Já “Bom Criolo”, um livro do século 19, não é tão estudado, porque ele tratou de um tema muito polêmico na época que só agora tem merecido atenção, que é a questão da homossexualidade.

Agora no caso de dificuldade, eu cito “Crônica da casa assassinada”, porque acontece um mergulho muito profundo e introspectivo nos personagens, e isso demanda um tipo de sensibilidade pelos meandros da psicologia. É um livro trabalhoso pra ler.
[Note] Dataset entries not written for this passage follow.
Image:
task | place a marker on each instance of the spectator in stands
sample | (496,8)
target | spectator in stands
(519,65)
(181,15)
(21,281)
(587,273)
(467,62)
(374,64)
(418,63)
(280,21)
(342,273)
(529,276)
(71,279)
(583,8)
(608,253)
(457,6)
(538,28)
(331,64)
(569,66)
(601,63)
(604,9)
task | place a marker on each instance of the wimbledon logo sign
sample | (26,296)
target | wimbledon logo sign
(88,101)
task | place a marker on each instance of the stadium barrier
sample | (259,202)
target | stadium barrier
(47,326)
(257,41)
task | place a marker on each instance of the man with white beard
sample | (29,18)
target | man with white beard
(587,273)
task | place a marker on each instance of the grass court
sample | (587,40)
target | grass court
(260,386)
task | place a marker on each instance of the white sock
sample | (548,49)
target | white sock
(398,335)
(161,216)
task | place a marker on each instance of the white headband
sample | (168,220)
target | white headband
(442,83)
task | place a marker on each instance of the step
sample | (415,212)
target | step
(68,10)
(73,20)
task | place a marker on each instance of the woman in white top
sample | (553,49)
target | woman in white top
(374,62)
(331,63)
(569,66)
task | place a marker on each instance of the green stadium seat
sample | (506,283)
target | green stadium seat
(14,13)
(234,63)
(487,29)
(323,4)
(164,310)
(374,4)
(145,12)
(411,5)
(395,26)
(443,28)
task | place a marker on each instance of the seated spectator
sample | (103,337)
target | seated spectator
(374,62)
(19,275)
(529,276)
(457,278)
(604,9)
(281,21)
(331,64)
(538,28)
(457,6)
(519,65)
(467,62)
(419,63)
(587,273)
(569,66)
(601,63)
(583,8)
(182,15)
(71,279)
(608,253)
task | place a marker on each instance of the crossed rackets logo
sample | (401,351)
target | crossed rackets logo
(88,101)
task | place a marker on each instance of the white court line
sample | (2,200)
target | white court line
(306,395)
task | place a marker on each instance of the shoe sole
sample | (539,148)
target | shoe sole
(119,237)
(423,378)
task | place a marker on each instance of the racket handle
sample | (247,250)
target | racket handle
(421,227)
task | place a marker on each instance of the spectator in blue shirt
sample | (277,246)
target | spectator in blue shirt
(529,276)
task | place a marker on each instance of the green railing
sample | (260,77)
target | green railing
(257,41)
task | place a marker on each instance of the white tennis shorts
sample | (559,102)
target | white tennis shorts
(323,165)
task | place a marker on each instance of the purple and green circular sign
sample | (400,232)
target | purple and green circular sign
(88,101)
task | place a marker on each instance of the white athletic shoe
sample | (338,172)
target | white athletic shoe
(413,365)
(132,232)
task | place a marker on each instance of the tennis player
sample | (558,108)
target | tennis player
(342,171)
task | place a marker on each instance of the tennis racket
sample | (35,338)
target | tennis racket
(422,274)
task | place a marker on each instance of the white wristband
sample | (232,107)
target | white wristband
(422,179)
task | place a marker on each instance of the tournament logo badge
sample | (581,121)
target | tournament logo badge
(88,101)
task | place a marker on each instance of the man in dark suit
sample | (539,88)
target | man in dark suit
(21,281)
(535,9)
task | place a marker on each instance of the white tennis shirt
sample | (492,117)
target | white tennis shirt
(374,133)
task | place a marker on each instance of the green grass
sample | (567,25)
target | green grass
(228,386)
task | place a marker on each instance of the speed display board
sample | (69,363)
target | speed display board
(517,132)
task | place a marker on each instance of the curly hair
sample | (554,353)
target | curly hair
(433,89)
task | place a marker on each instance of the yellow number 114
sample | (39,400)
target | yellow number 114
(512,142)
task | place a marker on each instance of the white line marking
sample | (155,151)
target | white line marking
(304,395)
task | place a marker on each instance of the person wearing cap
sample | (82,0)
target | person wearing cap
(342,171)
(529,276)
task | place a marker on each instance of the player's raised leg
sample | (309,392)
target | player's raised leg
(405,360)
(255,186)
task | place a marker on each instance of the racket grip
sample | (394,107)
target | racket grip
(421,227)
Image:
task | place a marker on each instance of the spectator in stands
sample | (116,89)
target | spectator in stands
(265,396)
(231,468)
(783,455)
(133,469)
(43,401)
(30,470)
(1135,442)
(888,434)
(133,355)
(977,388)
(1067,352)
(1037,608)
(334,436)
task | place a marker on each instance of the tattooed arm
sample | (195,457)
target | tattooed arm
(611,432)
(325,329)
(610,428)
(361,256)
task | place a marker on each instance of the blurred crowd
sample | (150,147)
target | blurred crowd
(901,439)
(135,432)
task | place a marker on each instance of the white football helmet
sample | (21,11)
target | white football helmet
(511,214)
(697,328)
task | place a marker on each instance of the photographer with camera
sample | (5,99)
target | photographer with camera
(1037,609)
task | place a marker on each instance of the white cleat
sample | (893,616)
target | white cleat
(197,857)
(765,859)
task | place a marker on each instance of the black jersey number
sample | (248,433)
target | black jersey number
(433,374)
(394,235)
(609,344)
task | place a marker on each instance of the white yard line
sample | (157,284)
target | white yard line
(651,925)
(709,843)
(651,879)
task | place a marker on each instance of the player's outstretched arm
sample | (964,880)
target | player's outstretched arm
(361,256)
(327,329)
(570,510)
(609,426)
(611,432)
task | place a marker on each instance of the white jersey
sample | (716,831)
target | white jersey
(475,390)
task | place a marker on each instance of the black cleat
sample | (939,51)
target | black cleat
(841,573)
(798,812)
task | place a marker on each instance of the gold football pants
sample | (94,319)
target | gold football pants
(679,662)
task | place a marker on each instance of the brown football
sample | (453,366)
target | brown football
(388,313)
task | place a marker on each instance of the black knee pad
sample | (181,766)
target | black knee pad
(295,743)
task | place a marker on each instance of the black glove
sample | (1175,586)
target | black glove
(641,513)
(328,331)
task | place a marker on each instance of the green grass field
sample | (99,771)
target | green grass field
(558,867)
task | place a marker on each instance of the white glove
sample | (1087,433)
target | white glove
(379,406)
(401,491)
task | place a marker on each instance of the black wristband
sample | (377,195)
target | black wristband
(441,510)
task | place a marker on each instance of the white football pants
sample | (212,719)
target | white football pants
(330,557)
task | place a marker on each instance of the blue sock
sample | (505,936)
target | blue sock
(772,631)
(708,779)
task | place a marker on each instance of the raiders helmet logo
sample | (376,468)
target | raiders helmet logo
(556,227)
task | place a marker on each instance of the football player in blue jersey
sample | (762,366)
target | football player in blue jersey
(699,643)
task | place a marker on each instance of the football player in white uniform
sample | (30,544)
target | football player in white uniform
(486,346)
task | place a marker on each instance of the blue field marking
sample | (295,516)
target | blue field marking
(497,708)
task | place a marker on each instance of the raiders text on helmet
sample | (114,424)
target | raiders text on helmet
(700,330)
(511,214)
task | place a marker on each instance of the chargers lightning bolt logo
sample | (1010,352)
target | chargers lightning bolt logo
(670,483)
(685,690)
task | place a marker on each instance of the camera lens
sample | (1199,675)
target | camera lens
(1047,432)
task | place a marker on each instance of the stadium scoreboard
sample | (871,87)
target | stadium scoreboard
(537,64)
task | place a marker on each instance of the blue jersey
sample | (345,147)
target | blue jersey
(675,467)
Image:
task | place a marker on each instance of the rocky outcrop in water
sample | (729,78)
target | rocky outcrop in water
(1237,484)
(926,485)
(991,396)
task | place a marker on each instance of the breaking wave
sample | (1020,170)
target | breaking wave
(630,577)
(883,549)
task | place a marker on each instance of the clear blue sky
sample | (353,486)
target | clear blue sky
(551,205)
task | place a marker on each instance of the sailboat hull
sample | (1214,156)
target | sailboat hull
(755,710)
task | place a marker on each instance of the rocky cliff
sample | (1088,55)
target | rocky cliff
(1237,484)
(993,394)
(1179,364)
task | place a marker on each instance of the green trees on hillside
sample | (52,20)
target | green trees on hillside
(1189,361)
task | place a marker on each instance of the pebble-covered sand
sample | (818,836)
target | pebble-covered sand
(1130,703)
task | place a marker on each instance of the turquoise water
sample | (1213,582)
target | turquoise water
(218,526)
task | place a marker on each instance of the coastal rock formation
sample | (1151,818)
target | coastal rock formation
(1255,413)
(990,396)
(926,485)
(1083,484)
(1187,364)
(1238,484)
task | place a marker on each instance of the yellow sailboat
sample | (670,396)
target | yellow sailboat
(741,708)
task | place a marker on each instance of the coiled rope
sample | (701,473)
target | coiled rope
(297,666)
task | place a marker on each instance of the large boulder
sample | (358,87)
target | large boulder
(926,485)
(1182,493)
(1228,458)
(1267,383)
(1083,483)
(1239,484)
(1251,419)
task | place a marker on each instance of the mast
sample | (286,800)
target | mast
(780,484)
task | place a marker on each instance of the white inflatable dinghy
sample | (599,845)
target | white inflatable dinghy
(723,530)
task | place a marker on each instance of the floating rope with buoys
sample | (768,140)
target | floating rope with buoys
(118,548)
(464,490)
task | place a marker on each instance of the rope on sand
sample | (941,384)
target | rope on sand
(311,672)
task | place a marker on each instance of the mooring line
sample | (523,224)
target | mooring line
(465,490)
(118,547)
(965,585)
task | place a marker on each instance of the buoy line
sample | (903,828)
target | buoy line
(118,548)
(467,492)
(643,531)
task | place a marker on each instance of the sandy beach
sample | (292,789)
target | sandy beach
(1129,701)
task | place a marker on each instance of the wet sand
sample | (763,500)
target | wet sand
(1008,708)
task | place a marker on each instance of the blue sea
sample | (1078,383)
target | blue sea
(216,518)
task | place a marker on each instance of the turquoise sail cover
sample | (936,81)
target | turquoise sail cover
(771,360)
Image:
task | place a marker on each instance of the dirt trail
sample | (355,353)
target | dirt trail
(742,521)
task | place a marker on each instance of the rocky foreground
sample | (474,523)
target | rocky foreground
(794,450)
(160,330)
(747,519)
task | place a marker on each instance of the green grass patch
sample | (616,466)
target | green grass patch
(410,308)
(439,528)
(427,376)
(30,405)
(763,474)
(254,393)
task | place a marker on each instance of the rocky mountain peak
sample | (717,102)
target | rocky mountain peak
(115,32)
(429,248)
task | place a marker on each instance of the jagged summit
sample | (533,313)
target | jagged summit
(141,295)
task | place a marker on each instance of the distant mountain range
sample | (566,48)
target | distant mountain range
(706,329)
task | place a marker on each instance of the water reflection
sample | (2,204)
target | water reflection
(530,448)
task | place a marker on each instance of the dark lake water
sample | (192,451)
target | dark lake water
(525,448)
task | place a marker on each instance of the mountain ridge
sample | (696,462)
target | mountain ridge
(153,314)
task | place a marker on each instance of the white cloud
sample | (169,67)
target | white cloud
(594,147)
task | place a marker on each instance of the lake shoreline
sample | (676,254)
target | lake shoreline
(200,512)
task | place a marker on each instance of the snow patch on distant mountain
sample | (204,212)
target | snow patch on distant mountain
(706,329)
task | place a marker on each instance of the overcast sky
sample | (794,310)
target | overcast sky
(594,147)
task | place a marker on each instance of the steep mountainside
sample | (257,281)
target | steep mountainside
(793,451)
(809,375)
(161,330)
Os contos de Lygia Fagundes Teles, em “Antes do baile verde”, também apresentam bastante dificuldade, apesar de serem contemporâneos. Não é uma linguagem tão transparente. São problemas emocionais tensos, complexos. Os desfechos ficam em aberto. E isso cria um grau de insatisfação e de frustração em quem lê. Os estudantes do ensino médio geralmente esperam uma narrativa que se esclareça no final e essa não tem. Eles precisam se preparar para lidar com isso.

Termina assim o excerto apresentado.